Purpose: Potential acute exposure to ionizing radiation in nuclear or radiological accidents presents complex mass casualty scenarios that demand prompt triage and treatment decisions. Due to delayed symptoms and varied response of radiation victims, there is an urgent need to develop robust biomarkers to assess the extent of injuries in individuals.
Experimental design: The transcription factor Nrf2 is the master of redox homeostasis and there is transcriptional evidence of Nrf2-dependent antioxidant response activation upon radiation. The biomarker potential of Nrf2-dependent downstream target enzymes is investigated by measuring their response in bone marrow extracted from C57Bl/6 and C3H mice of both genders for up to 4 days following 6 Gy total body irradiation using targeted MS.

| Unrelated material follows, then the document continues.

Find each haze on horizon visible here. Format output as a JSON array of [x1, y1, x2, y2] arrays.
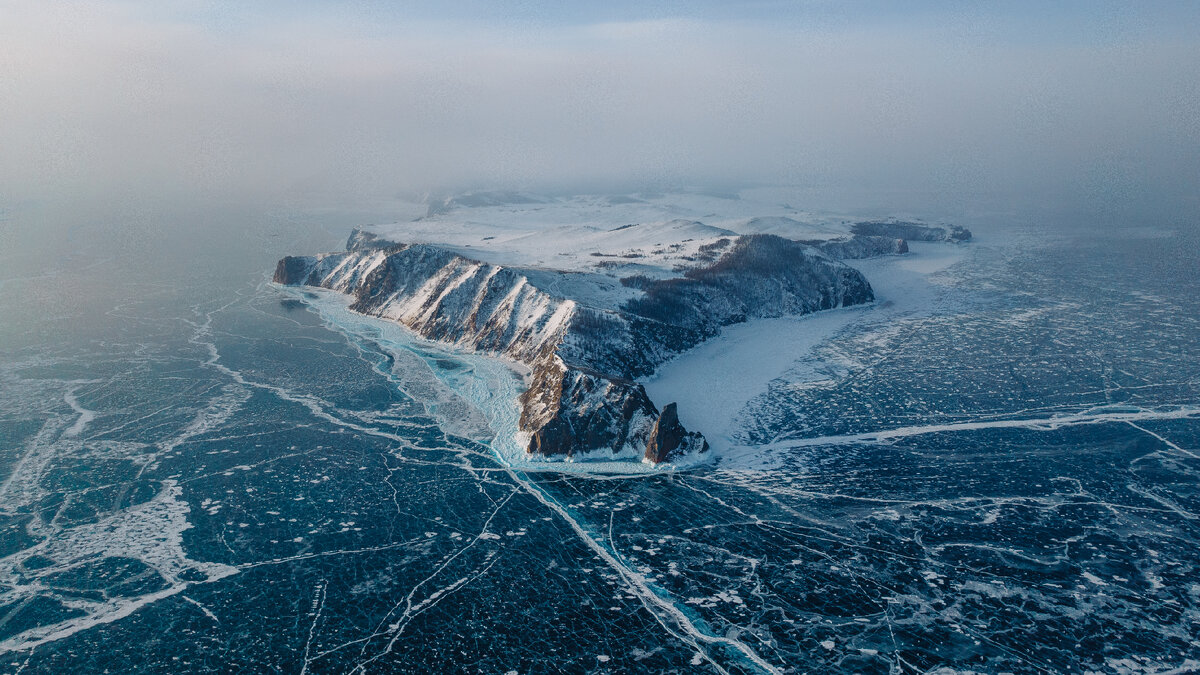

Results: Overall, C57Bl/6 mice have a stronger proteomic response than C3H mice. In both strains, male mice have more occurrences of upregulation in antioxidant enzymes than female mice. For C57Bl/6 male mice, three proteins show elevated abundances after radiation exposure: catalase, superoxide dismutase 1, and heme oxygenase 1. Across both strains and genders, glutathione S-transferase Mu 1 is consistently decreased.
Conclusions and clinical relevance: This study provides the basis for future development of organ-specific protein biomarkers used in diagnostic blood test for radiation injury.
Keywords: antioxidant response; bone marrow; gender difference; ionizing radiation; targeted proteomics.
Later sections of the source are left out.